Mr. S had me find a certain author of large print westerns, an author that he has read a thousand times and knows exactly where to find the four volumes we have of said author. I don't mind though, because I knew what was to come.
"Young lady, I need you to find me the mailing address of the Carter Carburetor Company." Mr. S bellowed his honestly not unprecedented nor odd request into the air conditioned air of the library.
I smiled and began typing, for I already had a search tab open, seeing how the last time he had me try to look up the home mailing address for the Farmer's Insurance CEO, (He had to settle for the corporate office's mailing address to his slight chagrin).
"Um. Mr. S., that company went out of business in 1985." I replied with a chirp.
"Dad!" Mr. S's son bellowed from the back of the library in exasperation.
I have to be honest, it was the first time I have ever seen Mr. S a bit nonplussed. In fact, he even looked a bit sheepish. My smile grew to the size of a certain orange hued boisterous politician's lofty hair.
My mirth evaporated quickly though, as the sound of sirens sped towards the library.
Multiple members of every fire agency known to these parts flew through town at speeds I have never seen them utilize before.
Less than a mile from my house, a wildfire had been reported. For the next 3 hours, my husband, who sat in the yard distilling lavender oil, got an airshow. The tankers and fire suppression aircraft had to line up for their approach to drop their loads on the fire just over the trees of my farm. It was a little nerve wracking.
Up on the hill in town, as I was at work in the library it being a Monday, my phone began to ping and ring incessantly, my blessed and beautiful group of friends and acquaintances all offering to help up evacuate if we needed too.
Thankfully we didn't have to and they got fire contained, which made me happy for everyone in my area, because most of us have not just ourselves to think of when it comes to evacuating but also multiple critters and neighbors that we care for.

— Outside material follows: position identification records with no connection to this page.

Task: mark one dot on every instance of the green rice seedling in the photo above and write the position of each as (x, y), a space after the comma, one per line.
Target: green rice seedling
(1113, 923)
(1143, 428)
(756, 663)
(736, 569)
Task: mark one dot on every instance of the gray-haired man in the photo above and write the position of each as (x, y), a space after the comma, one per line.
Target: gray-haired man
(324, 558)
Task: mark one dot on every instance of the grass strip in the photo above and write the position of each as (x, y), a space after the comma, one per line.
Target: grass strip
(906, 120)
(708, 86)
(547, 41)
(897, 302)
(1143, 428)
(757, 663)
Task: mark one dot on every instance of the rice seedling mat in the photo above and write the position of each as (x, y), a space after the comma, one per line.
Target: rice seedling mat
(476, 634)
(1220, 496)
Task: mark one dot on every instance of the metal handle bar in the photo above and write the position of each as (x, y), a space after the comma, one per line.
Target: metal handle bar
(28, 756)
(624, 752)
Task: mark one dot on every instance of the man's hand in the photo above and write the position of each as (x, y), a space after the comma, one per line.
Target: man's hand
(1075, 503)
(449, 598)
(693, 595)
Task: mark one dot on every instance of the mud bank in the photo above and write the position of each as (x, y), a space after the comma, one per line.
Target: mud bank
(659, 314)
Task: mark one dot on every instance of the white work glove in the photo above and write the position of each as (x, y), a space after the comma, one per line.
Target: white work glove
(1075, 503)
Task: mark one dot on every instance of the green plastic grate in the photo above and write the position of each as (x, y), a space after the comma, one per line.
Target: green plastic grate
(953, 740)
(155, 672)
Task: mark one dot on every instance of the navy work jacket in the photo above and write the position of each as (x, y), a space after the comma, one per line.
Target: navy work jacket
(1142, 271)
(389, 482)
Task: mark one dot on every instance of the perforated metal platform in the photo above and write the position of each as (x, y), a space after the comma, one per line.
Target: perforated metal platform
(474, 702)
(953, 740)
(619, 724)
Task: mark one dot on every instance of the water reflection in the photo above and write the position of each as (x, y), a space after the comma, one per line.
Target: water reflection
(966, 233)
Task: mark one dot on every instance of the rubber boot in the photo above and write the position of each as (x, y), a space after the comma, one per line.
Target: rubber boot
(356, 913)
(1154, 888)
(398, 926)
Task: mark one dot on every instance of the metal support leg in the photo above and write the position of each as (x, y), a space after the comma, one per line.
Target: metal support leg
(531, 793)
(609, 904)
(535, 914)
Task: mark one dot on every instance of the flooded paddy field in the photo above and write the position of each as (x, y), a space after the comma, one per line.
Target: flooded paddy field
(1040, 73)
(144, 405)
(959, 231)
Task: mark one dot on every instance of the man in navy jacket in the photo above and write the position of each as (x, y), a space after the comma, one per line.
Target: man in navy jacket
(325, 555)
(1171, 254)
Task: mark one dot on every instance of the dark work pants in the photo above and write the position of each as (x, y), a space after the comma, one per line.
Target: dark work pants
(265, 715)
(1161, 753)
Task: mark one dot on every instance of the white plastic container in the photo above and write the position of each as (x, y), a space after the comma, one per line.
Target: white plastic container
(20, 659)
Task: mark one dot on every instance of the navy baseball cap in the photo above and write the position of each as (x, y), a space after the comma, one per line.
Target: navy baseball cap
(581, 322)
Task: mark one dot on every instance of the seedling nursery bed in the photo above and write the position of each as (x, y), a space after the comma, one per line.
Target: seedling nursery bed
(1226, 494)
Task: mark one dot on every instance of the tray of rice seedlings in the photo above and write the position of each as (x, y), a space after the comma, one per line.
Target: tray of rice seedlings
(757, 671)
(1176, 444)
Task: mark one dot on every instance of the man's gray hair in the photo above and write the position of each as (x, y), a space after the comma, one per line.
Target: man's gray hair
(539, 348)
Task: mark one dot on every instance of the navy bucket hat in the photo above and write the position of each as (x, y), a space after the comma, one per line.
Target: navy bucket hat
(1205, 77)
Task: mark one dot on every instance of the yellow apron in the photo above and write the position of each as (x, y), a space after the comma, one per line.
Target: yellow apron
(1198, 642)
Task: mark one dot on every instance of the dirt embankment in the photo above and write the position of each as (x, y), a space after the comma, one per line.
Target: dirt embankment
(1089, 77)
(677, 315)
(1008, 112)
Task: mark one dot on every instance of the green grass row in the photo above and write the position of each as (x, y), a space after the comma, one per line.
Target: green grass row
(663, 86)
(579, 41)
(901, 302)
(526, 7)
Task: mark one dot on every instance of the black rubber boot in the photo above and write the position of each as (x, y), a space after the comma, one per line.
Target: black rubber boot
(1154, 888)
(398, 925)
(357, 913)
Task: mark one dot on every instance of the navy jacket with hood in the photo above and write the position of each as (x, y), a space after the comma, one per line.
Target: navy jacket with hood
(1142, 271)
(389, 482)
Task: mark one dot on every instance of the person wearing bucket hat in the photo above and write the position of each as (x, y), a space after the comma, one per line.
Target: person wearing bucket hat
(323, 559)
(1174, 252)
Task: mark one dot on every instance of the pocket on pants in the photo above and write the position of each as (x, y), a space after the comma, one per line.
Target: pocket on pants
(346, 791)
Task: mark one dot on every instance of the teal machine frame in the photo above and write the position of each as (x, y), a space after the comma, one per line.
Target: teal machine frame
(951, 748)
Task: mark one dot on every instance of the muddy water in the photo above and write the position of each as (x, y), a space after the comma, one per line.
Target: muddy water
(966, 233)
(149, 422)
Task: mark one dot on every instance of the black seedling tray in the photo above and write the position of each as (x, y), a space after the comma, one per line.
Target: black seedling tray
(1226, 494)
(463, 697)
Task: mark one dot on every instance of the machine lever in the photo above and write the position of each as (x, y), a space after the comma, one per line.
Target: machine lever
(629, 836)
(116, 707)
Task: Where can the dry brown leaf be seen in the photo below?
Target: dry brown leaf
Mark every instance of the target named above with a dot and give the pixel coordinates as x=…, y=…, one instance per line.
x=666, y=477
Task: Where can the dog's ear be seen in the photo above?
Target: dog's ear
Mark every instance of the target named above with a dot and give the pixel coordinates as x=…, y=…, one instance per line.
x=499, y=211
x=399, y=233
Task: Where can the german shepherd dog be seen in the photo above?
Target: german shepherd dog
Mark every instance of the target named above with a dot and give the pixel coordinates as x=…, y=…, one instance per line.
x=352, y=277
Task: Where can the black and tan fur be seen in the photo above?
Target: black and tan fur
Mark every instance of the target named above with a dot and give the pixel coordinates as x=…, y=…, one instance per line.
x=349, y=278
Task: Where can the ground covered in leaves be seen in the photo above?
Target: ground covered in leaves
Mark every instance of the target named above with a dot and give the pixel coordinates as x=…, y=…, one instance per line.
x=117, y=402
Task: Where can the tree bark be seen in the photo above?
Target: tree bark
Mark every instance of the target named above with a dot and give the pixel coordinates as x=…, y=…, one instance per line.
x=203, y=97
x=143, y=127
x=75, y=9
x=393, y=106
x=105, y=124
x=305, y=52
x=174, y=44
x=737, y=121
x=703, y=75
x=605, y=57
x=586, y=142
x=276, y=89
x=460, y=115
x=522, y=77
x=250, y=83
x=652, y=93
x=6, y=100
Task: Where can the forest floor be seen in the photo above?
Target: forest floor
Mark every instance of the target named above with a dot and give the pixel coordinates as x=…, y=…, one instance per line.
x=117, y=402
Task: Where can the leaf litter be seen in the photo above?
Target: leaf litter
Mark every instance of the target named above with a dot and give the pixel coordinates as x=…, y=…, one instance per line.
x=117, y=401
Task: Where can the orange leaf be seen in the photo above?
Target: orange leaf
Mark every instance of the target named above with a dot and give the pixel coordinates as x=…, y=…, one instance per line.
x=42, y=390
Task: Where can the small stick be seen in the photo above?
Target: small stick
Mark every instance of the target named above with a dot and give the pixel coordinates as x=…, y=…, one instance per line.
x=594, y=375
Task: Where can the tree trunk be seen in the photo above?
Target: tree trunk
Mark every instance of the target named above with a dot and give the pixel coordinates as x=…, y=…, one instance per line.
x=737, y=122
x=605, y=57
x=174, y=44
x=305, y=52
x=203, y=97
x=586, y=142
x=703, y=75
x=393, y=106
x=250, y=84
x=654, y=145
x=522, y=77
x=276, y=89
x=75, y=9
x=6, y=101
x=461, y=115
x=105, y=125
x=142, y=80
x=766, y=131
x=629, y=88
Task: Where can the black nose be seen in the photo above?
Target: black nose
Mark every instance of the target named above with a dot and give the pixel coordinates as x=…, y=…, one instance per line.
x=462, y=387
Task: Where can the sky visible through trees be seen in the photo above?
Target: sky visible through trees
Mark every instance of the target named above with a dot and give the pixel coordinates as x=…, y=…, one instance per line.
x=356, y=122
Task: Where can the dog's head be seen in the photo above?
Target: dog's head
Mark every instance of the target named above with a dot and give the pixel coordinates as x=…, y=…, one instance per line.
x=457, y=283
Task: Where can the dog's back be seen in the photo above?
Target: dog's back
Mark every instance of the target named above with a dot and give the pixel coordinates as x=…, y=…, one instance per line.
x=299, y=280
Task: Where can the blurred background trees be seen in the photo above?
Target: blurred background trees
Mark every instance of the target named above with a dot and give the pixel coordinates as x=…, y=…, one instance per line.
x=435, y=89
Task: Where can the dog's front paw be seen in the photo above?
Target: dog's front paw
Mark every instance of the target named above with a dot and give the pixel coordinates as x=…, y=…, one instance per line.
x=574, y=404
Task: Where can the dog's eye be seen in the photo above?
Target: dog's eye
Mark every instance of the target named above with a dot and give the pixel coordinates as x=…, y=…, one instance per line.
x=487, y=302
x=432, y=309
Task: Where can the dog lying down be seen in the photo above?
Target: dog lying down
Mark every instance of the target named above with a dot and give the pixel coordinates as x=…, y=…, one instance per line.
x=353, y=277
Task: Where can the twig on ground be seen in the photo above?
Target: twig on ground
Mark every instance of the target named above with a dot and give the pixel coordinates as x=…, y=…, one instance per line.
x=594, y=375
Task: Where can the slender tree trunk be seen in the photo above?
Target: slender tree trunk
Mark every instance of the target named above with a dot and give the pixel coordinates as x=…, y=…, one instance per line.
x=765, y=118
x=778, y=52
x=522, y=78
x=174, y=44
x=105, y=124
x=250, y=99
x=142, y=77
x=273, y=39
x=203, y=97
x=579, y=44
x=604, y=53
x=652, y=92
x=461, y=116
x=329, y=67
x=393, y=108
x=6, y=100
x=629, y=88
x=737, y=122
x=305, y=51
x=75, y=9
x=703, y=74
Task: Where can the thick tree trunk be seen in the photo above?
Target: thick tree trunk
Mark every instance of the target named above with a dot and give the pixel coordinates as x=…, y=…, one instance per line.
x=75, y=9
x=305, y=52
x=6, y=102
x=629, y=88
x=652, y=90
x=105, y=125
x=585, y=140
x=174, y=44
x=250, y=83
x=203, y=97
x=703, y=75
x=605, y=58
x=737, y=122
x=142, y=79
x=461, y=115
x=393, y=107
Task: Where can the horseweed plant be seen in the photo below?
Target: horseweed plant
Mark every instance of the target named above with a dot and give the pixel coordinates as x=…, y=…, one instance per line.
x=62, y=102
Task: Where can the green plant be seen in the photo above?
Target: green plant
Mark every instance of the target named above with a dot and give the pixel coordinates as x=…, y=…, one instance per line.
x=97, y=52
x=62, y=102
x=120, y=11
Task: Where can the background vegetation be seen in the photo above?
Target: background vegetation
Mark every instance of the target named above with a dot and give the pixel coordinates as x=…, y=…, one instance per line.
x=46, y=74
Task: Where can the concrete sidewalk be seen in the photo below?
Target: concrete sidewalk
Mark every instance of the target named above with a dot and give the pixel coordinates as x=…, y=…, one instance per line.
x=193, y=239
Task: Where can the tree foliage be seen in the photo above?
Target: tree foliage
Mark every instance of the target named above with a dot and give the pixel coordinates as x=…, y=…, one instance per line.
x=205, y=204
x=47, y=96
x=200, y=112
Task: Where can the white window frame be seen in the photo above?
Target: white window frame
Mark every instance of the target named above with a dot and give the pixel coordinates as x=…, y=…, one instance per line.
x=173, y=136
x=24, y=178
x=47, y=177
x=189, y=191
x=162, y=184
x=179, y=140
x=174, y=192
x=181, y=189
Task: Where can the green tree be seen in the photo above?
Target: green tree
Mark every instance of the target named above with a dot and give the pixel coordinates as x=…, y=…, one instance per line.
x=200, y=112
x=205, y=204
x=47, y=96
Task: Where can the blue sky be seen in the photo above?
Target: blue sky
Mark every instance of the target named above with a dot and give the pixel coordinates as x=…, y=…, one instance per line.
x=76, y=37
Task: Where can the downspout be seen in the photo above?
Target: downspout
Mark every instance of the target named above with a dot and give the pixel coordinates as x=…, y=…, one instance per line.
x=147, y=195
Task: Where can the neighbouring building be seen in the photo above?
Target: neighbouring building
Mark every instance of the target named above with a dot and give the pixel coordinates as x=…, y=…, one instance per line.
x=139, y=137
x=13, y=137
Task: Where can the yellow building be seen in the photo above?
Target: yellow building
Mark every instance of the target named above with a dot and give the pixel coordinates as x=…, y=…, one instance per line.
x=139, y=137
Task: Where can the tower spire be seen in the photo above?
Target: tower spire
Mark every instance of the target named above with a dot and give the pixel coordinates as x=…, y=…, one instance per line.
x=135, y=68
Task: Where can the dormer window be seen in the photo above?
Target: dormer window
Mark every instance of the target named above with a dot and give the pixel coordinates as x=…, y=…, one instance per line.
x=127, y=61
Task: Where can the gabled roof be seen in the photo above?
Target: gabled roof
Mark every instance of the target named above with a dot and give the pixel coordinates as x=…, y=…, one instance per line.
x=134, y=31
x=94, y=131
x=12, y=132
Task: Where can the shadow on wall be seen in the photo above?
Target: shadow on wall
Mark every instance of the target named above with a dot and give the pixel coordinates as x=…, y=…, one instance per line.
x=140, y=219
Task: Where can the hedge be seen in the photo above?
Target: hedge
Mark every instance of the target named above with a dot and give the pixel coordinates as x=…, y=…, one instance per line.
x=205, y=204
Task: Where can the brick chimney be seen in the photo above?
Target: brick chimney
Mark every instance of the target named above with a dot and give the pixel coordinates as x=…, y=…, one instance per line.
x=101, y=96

And now that I think of it, sure, maybe people do often lack self awareness when it comes to foisting themselves onto others, but yesterday I saw an outpouring of pure benevolent, selfless generosity. Our town's Facebook group was full of post after post of people in our community offering to house people and animals and haul them out of danger.
Maybe that's why I tend to smile when I deal with the characters, for at the end of the day we are all in this together.
And unless otherwise cited, all of the images in this post were taken on the author's still kicking and ticking even though it was dropped in a tomato jungle this morning iPhone.